Small businesses and sole proprietorships that have been negatively impacted by the coronavirus pandemic can apply for federal loans under the federal Paycheck Protection Program (PPP) beginning this Friday, April 3, 2020.
The following week, beginning April 10th, independent contractors and self-employed individuals can apply.
We urge those in need of funding to contact us ASAP to determine if the loan is right for you and, if so, apply right away. The program has a cap and demand is likely to be very high.
Under the PPP, small businesses with 500 or fewer employees including not-for-profits, veterans’ organizations, tribal concerns, self-employed individuals, sole proprietorships, and independent contractors are eligible for loans to pay up to eight weeks of payroll costs including benefits as well as other costs. Businesses with more than 500 employees are eligible in certain industries.

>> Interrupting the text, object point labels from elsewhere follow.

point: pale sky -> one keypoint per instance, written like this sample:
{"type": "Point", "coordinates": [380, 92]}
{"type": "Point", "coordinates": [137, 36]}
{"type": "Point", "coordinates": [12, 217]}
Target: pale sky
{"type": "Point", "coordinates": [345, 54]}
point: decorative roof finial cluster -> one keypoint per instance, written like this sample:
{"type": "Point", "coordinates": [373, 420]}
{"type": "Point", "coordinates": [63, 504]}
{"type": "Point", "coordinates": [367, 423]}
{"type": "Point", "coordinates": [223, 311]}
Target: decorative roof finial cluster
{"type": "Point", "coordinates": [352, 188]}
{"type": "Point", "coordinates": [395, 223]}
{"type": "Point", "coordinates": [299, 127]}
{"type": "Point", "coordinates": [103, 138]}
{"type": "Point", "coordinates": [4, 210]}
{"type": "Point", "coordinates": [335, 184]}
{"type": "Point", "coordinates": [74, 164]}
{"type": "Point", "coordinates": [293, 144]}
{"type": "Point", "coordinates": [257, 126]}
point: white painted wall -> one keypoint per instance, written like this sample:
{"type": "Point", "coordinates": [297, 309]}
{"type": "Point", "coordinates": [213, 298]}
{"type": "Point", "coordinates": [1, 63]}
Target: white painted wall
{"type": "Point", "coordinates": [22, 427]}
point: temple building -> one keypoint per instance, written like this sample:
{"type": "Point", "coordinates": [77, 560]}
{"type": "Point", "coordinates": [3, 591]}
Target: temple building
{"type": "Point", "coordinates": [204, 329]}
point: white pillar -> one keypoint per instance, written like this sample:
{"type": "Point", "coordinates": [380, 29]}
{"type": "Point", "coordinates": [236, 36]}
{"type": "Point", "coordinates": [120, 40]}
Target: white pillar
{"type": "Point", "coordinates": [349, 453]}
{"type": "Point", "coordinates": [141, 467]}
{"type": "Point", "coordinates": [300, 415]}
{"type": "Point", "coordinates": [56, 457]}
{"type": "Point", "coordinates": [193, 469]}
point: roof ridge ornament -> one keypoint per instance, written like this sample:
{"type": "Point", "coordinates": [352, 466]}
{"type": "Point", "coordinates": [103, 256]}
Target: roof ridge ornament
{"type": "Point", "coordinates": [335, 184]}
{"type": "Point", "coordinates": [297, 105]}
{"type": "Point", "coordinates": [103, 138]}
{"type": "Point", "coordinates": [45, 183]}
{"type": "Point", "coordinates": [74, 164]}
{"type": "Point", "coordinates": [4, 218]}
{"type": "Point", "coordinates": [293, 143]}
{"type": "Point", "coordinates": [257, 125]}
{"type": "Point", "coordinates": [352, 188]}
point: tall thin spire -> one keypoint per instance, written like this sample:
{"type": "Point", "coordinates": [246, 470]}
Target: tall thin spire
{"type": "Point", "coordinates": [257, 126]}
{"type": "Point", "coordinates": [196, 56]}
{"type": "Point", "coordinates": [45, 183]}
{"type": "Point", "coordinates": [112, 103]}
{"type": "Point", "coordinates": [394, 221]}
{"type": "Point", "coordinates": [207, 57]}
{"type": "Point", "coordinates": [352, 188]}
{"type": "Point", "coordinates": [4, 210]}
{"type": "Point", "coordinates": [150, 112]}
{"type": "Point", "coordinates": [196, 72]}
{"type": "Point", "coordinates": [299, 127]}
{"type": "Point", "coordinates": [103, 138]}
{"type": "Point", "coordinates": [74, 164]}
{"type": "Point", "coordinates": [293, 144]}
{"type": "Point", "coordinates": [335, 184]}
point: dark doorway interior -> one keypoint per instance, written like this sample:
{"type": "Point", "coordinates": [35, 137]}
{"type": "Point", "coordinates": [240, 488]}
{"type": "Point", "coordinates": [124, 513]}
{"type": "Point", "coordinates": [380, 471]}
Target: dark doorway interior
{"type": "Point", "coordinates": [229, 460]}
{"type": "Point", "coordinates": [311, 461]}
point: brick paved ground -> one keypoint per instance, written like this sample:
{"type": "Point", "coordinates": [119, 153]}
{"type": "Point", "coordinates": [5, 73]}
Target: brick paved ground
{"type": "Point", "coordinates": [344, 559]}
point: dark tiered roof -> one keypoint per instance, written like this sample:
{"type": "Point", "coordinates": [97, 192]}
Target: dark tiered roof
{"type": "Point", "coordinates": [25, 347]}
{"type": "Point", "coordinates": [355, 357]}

These loans can be forgiven. Loan forgiveness is based on the employer’s maintaining or quickly rehiring employees and maintaining salary levels. Forgiveness will be reduced if full-time headcount declines or if salaries and wages decrease.
PPP funds can also be used to pay interest on mortgages, rent, and utilities. Treasury has noted that due to likely high demand for the program, at least 75% of the forgiven loan amount must have been used for payroll.
Loan payments will be deferred for six months. No collateral or personal guarantees are required. Neither the government nor lenders will charge small businesses any fees.
An employer who receives a loan under the PPP is not eligible to also claim an employee retention credit under the CARES Act. The employee retention credit gives eligible employers whose business operations are fully or partially suspended due to the COVID-19 pandemic a credit against employment taxes equal to 50% of qualified wages (up to $10,000 in wages) for each employee.